Jamie (not his real name) became a member of my youth group my junior or senior year, I can't remember which. He was a basketball star, but sweet and shy. We became friends through a series of small gestures: He was sitting alone after church, I went and made small talk. I was walking by him and a group of his friends at school, he waved and said,"Hey." Our mothers were friends and I learned about his life, he invited me to FCA, etc, etc. Eventually we went to the same small college, I supported him when his girlfriend dumped him somewhat viciously. He would play his guitar, and we would sing, or talk about music. When I moved to California, and then back, he was spending a lot of time at my apartment and by that point, we were incredibly close. We'd been through so much together and understood each other. (I thought)
Something happened. It was small, but his allegations that I was basically a clueless meddler were some of the last words he spoke to me. He started using drugs, distanced himself from me. Now we're both married with kids, living states apart, and I'm still pissed. Jamie was someone I trusted implicitly. Someone I thought I would call when I got engaged, someone who would smile at my wedding, who would send a card when my daughter was born.

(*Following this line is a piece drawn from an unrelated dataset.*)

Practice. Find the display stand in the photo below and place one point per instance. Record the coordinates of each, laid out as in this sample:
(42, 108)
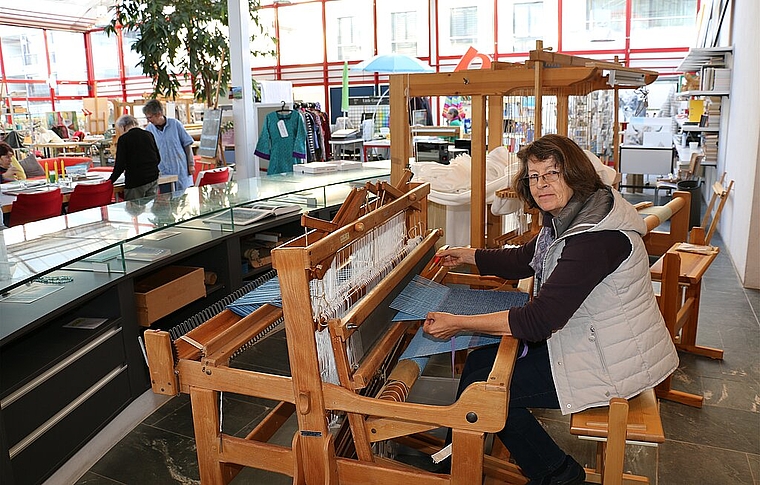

Instead I get updates from my mom and my little brother (best friends with his little brother) and occasionally from my old roommate. Anyway. One of the many dreams I had involved two of the guys in my little circle when I lived in the ghetto apartment. They were hanging out with me, we were our age but still single, still around that ghetto apartment. I asked one of the guys if he had heard from Jamie recently; he said no, and about that time Jamie showed up. He was sweet but distant, not really talking much to me. Some time later he went outside and I followed (okay, maybe the meddling allegations had some truth to them) and he turned around and grinned at me, and said, "I want to talk to you," and we went and sat on a bench together, him holding my hand. And then he sang a song about, basically, not realizing how important your friends are until they're gone. And then I cried a little bit and we both apologized and it rocked. Even in my dream I knew I had so much to tell him.
Then I woke up and for a while I thought it was a memory, and I was so relieved. When I realized I'd dreamed the whole thing, I wanted to cry. I'm at a point now where I'm dying to rekindle some of my old friendships, but this is one that probably won't ever come around...
Sorry for blathering on and on. France will know who I'm talking about because she's heard me whine about this several times but for everyone else--sorry for being such an angsty twentysomething today.